Nowe nagranie z drona przedstawiające pochodzi z anonimowego źródła. Filmy pojawiły się w niedzielę również w mediach społecznościowych i zostały udostępnione przez tysiące osób w krótkim czasie.
Nagranie z drona można obejrzeć tutaj:
Najczęściej udostępniany film został przesłany na Facebooka przez László Nyula. Mężczyzna mieszka z żoną i dziećmi w miejscowości Csemeztanya, zaledwie kilkaset metrów od cmentarzyska. Mówi, że kilka dni temu unosił się tam okropny zapach.

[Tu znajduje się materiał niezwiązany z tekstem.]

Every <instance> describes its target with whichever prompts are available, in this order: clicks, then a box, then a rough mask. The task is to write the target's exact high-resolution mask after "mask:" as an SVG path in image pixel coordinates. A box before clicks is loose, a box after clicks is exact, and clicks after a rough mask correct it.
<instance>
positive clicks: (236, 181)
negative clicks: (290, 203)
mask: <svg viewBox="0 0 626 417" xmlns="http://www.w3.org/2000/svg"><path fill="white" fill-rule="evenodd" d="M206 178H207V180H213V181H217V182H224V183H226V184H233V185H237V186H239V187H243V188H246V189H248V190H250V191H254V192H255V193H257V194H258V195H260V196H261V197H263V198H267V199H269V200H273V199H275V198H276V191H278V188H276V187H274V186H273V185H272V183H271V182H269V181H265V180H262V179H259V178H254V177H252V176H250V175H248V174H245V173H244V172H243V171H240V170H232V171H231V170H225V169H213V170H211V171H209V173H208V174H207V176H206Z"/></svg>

"Boimy się, dzieci się boją. Włożyliśmy wszystkie nasze pieniądze w ten dom. To dom moich rodziców, gdzie mieszkali moi rodzice, kiedy byliśmy mali. Chcieliśmy wyrwać się z miasta, chcieliśmy przyjechać tutaj, w miejsce ciszy i spokoju. Ale oni zamierzają całkowicie uniemożliwić nam pozostanie tutaj" - powiedział Laszlo. Podczas wizyty Euronews w gospodarstwie Nyuli mężczyzna został zatrzymany przez policję. Został zabrany na przesłuchanie z powodu nagrania wideo, które miał zrobić na obszarze zamkniętym.
Na farmie obok spalarni nie ma bieżącej wody, są tylko odwierty
László Nyula wkrótce został zwolniony. W szkole średnie uczył go minister rolnictw István Nagy. Teraz mężczyzna prosi go o pomoc, ponieważ miejscowi obawiają się, że rozkładające się zwłoki zwierząt skażą wode w studniach na farmach. Chciałby, aby minister poświadczył na piśmie, że pomoże mieszkańcom, jeśli poniosą jakiekolwiek szkody z powodu spalarni zwłok.

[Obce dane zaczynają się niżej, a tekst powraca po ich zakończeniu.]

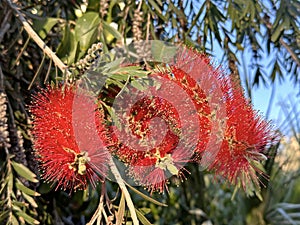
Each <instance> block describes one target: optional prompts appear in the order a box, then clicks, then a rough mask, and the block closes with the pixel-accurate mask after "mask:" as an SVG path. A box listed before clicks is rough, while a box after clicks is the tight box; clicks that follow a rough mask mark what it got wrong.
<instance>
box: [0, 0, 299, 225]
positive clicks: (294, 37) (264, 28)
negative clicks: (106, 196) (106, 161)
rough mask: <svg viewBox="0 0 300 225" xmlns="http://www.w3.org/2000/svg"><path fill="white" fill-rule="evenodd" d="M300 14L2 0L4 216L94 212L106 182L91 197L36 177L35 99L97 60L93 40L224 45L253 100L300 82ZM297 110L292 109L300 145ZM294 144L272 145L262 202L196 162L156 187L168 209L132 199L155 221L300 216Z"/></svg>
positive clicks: (1, 167)
mask: <svg viewBox="0 0 300 225" xmlns="http://www.w3.org/2000/svg"><path fill="white" fill-rule="evenodd" d="M299 15H300V3H299V2H298V1H296V0H281V1H272V0H270V1H251V0H250V1H239V0H236V1H218V0H214V1H213V0H210V1H209V0H207V1H167V2H162V1H153V0H151V1H150V0H149V1H138V2H137V1H105V0H100V1H95V0H91V1H71V0H70V1H69V0H66V1H34V0H32V1H26V0H22V1H14V2H12V1H11V0H3V1H1V2H0V49H1V51H0V56H1V57H0V92H1V93H0V94H1V96H0V105H1V108H0V148H1V151H0V171H1V187H0V196H1V197H0V206H1V207H0V208H1V209H2V211H1V212H0V221H1V223H7V224H22V223H23V224H24V223H30V224H35V223H38V221H39V222H40V223H41V224H85V223H86V222H87V221H89V220H90V218H91V217H92V215H93V213H94V211H95V210H96V208H97V205H98V199H99V195H100V193H101V187H98V189H97V190H95V191H91V192H90V194H89V196H86V195H85V194H86V193H85V192H82V191H80V192H77V193H75V194H74V195H72V196H69V195H68V194H66V193H65V192H64V191H54V190H52V189H51V188H50V187H49V186H48V185H47V184H44V183H42V182H39V181H38V179H37V177H36V175H35V174H39V172H38V171H37V163H36V160H35V159H34V157H33V156H32V152H33V150H32V136H31V133H30V128H31V123H30V113H29V112H28V107H27V105H28V104H29V103H30V101H31V95H32V94H33V93H34V90H35V88H36V87H37V86H44V85H45V84H46V83H48V82H50V81H53V80H63V79H65V76H67V75H68V74H67V72H66V71H67V69H68V70H69V71H72V72H73V73H77V74H78V73H79V74H80V73H81V69H84V68H85V67H88V66H89V62H87V61H84V60H81V61H80V59H86V60H87V58H86V55H87V51H88V49H89V48H90V47H91V46H92V44H94V43H97V42H101V43H102V45H103V47H102V48H103V51H104V52H106V51H108V50H109V49H111V48H113V47H116V46H121V45H123V44H127V43H130V42H131V41H133V42H138V41H139V40H164V41H167V42H172V43H183V44H186V45H190V46H193V47H194V48H197V49H199V50H201V51H203V52H205V53H207V54H209V55H212V56H213V57H214V56H215V55H216V52H217V51H218V52H220V51H221V52H222V53H223V60H222V62H221V63H222V64H223V65H224V66H225V67H227V68H228V70H229V71H230V73H231V74H232V79H233V80H239V81H240V82H241V83H242V84H243V86H244V87H245V89H246V93H247V95H248V96H249V97H250V98H251V96H252V91H253V90H254V89H253V86H255V85H263V84H264V83H265V82H274V81H276V80H277V79H280V80H286V79H292V80H293V82H294V85H295V86H296V87H299V84H300V78H299V74H300V73H299V68H300V59H299V54H300V52H299V49H300V48H299V45H300V41H299V40H300V31H299V23H300V21H299ZM30 27H32V28H33V31H31V30H30ZM34 32H35V33H37V34H38V35H39V36H40V37H41V39H42V42H38V41H37V39H36V37H35V36H34V34H35V33H34ZM41 44H42V45H41ZM44 44H45V45H46V46H48V47H49V48H45V45H44ZM51 50H52V51H53V52H56V55H57V56H58V59H59V60H56V58H55V57H54V55H53V54H52V53H51ZM245 55H246V56H247V59H246V61H247V62H245V60H243V58H245ZM263 59H265V60H266V61H267V62H268V63H264V62H265V61H263ZM60 60H61V62H63V63H64V64H65V65H67V66H68V68H65V67H64V65H63V64H61V63H60ZM88 60H90V59H88ZM298 114H299V112H297V111H293V110H292V111H290V112H289V111H288V112H287V113H286V116H287V121H289V124H291V126H292V128H291V129H292V131H293V134H294V139H293V143H294V144H293V145H296V150H297V151H299V143H300V142H299V133H300V130H299V125H298V124H299V117H297V115H298ZM293 115H294V116H293ZM290 120H292V121H290ZM295 121H296V122H295ZM287 149H289V147H286V145H281V144H278V145H277V146H272V147H271V149H270V157H269V159H268V160H267V161H266V163H265V165H264V167H265V169H266V172H267V174H268V175H269V176H270V179H269V180H266V181H265V182H264V186H263V191H262V194H263V199H264V200H263V201H262V202H261V201H259V199H257V198H256V197H252V198H248V197H246V196H245V195H244V194H243V193H240V192H239V193H237V194H236V196H235V198H234V199H233V200H232V199H231V197H232V193H233V189H232V188H231V187H229V186H228V185H225V184H221V183H217V182H212V180H213V178H212V177H213V175H211V174H209V173H204V172H202V171H201V170H200V168H198V167H197V166H195V165H189V170H190V171H191V173H192V174H194V175H193V176H190V177H188V179H187V181H185V182H183V183H182V184H181V185H180V187H175V186H174V187H173V186H172V187H170V193H169V195H159V196H157V195H156V194H154V195H153V197H154V198H157V197H158V198H160V199H162V202H163V203H165V204H167V205H168V207H164V206H157V205H155V204H154V203H153V201H152V202H151V201H150V202H147V201H144V200H143V199H142V198H141V197H140V195H138V194H136V195H133V201H134V202H135V204H136V207H137V208H140V209H141V211H140V212H143V213H141V214H142V215H143V214H145V216H146V217H147V218H148V220H149V221H151V222H153V223H155V224H201V223H203V224H210V223H213V224H283V223H286V224H298V223H299V220H300V213H299V212H300V202H299V200H297V199H296V198H295V196H297V194H298V196H299V182H297V178H298V177H299V168H297V169H295V170H284V169H283V167H282V161H281V162H280V157H281V156H280V155H281V154H283V153H284V152H285V151H288V150H287ZM275 159H278V160H279V161H276V160H275ZM286 163H288V160H287V161H284V164H286ZM29 169H30V170H31V171H33V172H34V173H33V172H30V170H29ZM285 184H290V185H285ZM195 187H197V188H196V190H195ZM106 188H107V190H108V193H109V194H110V195H111V196H109V197H110V198H113V197H114V196H116V200H115V202H113V204H112V205H117V206H119V207H121V204H120V205H119V204H118V202H119V201H121V200H120V195H119V194H118V193H116V190H117V188H116V187H115V186H114V185H110V184H108V186H107V187H106ZM133 193H134V192H133ZM275 193H276V194H275ZM144 197H145V196H144ZM148 200H149V199H148ZM121 202H122V201H121ZM150 212H151V213H150ZM108 220H109V219H108ZM144 224H147V222H145V221H144Z"/></svg>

Ale nie tylko ludzie w bezpośrednim sąsiedztwie są zaniepokojeni. W Hegyeshalm, mieście położonym najbliżej cmentarza, w niedzielę w biurze burmistrza odbyło się nadzwyczajne spotkanie w sprawie filmów opublikowanych w mediach społecznościowych.
Burmistrz László Szőke zaapelował do władz i ma nadzieję, że obecna sytuacja jest tylko tymczasowa.

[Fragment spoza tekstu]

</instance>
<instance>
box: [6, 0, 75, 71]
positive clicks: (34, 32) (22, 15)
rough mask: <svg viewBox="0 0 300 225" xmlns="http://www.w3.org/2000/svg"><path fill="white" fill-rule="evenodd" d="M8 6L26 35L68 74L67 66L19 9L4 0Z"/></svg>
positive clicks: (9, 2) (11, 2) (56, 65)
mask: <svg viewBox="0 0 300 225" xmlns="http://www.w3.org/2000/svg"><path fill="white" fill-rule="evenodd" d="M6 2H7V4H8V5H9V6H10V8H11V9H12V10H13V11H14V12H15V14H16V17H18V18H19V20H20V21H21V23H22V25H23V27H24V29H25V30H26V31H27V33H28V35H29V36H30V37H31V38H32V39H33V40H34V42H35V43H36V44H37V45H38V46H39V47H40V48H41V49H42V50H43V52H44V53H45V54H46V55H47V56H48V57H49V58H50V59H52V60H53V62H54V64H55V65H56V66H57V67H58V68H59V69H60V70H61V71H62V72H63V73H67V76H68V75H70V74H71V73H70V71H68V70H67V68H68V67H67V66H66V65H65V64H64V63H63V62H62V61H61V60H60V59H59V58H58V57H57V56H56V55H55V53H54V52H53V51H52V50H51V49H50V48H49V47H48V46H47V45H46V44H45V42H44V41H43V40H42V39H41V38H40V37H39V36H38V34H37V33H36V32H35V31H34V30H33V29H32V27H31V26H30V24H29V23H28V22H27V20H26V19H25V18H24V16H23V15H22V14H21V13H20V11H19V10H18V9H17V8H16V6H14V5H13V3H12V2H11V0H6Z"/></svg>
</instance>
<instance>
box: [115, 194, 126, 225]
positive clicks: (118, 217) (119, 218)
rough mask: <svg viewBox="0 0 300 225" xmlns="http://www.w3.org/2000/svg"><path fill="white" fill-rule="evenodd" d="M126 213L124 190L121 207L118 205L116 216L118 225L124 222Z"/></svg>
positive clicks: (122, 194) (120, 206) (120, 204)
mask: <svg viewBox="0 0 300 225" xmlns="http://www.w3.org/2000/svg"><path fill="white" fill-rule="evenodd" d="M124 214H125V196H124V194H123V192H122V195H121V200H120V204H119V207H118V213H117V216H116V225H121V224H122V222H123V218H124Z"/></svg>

"Myślę, że prace tutaj nie zostały zakończone. Ale podczas procesu pracy nakręcono film, który pokazuje, że rzeczywiście betonowanie ( dołu) nie jest w pełni ukończone" - powiedział burmistrz Euronews. Dodał, że nie jest ekspertem w kwestiach zdrowia zwierząt, ale informowanie opinii publicznej jest dla niego ważne.
Firma ochroniarska pilnuje teraz terenu wokół krematorium, a wszystkie przejeżdżające samochody są zawracane.
Węgierskie ministerstwo rolnictwa wydało oświadczenie w odpowiedzi na nagrania wideo. Według doktora Szabolcsa Pásztora, krajowego głównego lekarza weterynarii, wszystko odbywa się zgodnie z przepisami, a zjawisko rozkładu widoczne na nagraniu jest nieuniknione ze względu na dużą liczbę zabitych zwierząt. Według Pásztora, dół zostanie trwale przykryty dopiero za kilka dni.